Classic Memory System

From gem5
Revision as of 05:03, 10 October 2018 by Odanrc (talk | contribs) (Add indexing policy information)
(diff) ← Older revision | Latest revision (diff) | Newer revision → (diff)
Jump to: navigation, search

MemObjects

Caches

The default cache is a non-blocking cache with MSHR (miss status holding register) and WB (Write Buffer) for read and write misses. The Cache can also be enabled with prefetch (typically in the last level of cache).

There are multiple possible replacement policies and indexing policies implemented in Gem5. These define, respectively, the possible blocks that can be used for a block replacement given an address, and how to use the address information to find a block's location. By default the cache lines are replaced using LRU (least recently used), and indexed with the Set Associative policy.

Hooking them up

test

Parameters

Interconnects

Crossbars

The two types of traffic in the crossbar are memory-mapped packets and snooping packets. The memory-mapped requests go down the memory hierarchy, and responses go up the memory hierarchy (same route back). The snooping requests go horizontally and up the cache hierarchy, snooping responses go horizontally and down the hierarchy (same route back). Normal snoops go horizontally and express snoops go up the cache hierarchy.

Bus Connections

Bridges

Anything else?

Coherence

M5 2.0b4 introduced a substantially rewritten and streamlined cache model, including a new coherence protocol. (The old pre-2.0 cache model had been patched up to work with the new Memory System introduced in 2.0beta, but not rewritten to take advantage of the new memory system's features.)

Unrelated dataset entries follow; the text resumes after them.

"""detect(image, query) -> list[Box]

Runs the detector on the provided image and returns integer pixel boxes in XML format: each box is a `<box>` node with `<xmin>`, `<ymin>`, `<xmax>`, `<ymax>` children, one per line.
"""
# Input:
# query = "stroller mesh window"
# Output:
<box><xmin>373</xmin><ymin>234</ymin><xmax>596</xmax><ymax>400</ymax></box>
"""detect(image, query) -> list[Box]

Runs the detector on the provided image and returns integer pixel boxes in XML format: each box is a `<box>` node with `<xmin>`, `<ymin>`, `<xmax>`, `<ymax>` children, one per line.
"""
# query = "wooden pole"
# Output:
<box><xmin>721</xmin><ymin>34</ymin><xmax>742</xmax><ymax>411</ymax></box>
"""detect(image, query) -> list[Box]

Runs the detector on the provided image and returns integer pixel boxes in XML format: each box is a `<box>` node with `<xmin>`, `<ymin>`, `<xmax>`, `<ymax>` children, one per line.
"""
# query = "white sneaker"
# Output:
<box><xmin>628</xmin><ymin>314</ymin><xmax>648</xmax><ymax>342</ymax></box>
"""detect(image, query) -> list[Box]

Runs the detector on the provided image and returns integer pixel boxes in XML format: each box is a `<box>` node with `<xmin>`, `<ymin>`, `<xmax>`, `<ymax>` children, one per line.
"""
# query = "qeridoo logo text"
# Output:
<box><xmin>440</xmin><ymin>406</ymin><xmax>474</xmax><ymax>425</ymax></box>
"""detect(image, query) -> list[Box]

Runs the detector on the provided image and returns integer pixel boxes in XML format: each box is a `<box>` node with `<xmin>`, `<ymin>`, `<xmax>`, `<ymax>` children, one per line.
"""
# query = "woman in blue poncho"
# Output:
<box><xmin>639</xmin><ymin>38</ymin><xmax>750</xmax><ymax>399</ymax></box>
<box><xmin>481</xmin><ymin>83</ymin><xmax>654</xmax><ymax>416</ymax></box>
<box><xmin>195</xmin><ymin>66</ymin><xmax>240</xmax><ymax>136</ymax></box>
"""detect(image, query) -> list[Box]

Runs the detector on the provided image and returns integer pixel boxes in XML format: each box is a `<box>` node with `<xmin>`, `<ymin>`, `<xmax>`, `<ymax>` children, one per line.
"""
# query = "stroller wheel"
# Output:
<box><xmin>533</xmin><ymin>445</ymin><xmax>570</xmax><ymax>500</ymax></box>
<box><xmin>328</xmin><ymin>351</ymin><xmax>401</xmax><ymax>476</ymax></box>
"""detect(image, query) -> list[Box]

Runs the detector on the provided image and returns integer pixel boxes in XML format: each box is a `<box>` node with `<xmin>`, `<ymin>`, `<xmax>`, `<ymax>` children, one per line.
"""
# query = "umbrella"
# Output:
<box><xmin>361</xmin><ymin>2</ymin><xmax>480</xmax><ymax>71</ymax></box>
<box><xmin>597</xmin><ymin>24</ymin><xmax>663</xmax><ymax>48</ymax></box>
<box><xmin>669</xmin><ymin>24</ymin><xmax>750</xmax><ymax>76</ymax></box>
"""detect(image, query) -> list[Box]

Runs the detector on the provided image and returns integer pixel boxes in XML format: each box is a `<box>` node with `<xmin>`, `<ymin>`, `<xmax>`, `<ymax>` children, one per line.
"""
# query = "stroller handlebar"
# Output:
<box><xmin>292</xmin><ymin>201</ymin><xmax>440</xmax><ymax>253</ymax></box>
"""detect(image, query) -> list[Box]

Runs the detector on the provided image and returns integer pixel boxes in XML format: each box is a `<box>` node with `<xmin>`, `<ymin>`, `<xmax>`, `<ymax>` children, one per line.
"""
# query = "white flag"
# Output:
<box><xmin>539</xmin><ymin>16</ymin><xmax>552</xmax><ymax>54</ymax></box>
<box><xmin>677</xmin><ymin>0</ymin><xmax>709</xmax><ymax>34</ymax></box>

The key feature of the new coherence protocol is that it is designed to work with more-or-less arbitrary cache hierarchies (multiple caches each on multiple levels). In contrast, the old protocol restricted sharing to a single bus.

In the real world, a system architecture will have limits on the number or configuration of caches that the protocol can be designed to accommodate. It's not practical to design a protocol that's fully realistic and yet efficient for arbitrary configurations. In order to enable our protocol to work on (nearly) arbitrary configurations, we currently sacrifice a little bit of realism and a little bit of configurability. Our intent is that this protocol is adequate for researchers studying aspects of system behavior other than coherence mechanisms. Researchers studying coherence specifically will probably want to replace the default coherence mechanism with implementations of the specific protocols under investigation.

The protocol is a MOESI snooping protocol. Inclusion is not enforced; in a CMP configuration where you have several L1s whose total capacity is a significant fraction of the capacity of the common L2 they share, inclusion can be very inefficient.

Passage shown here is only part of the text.